The problem with this argument is that Islam doesn’t subscribe to the view that religion is a personal matter. Nor does Islam consider itself divorced from how a society should behave in matters related to morality or from how a state should conduct its responsibilities towards its citizens. Those who consider Islam to be merely a set of beliefs, a collection of rituals and a formula of seeking spiritual solace through practicing these beliefs, and performing these rituals, are sadly ignorant of the fact that Al Quran, the book on which Islam’s whole edifice is built and which is recognized by all true believers as the Word of God, is only partially—infact merely about 5%—devoted to what are regarded as Five pillars of Islam. The rest of Al Quran—nearly 95% is devoted to matters that are related to socio-economic morality as well as nationhood and statehood.
One cannot be taken as a Muslim if one’s belief in Al Quran is not absolute. And if one’s belief in Al Quran is absolute, one is not expected to place the Word of God on sidelines while making the laws of the state, and defining an individual’s relationship with other individuals, the society, the state and God, who according to Islam is the true ultimate Sovereign of the Land.
The purists of traditional secularism cite the example of the West where the States and the Nations progressed only after the Church was banished from Politics.
This principle cannot be applied in Islam’s case, as there is no Church or its equal in Islam, and there is no institution of clerical hierarchy either. Theocracy has simply no place in Islam.
Holding Islam responsible for the backwardness of Muslim countries is also wrong.

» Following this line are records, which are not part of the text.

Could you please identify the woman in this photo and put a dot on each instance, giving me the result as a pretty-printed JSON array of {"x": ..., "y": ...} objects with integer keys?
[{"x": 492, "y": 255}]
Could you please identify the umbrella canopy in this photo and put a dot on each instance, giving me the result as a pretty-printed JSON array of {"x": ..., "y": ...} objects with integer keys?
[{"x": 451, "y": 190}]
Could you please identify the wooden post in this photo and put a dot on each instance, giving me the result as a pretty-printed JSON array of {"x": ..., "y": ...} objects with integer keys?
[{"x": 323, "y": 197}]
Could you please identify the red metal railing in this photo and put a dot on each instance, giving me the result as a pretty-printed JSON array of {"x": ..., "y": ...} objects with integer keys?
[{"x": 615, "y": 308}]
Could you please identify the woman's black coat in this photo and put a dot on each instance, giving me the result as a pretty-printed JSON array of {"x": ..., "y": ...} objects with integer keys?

Muslim countries are underdeveloped and backward because they are still struggling to lay their hands on the fruits of freedom they have won only recently from the yoke of West’s imperial colonialism.
President Pervez Musharraf or for that matter any one who desires to opt for enlightened moderation as the guiding principle of our national way of living, must take into account the fact that a person as modern and enlightened as Mohammad Ali Jinnah had given a solemn pledge to history that no laws in Pakistan would be made that would in any way be in contradiction with Al Quran and Shariah.
Meaning thereby that the Father of the Nation recognized the role of Islam in Pakistan’s statehood.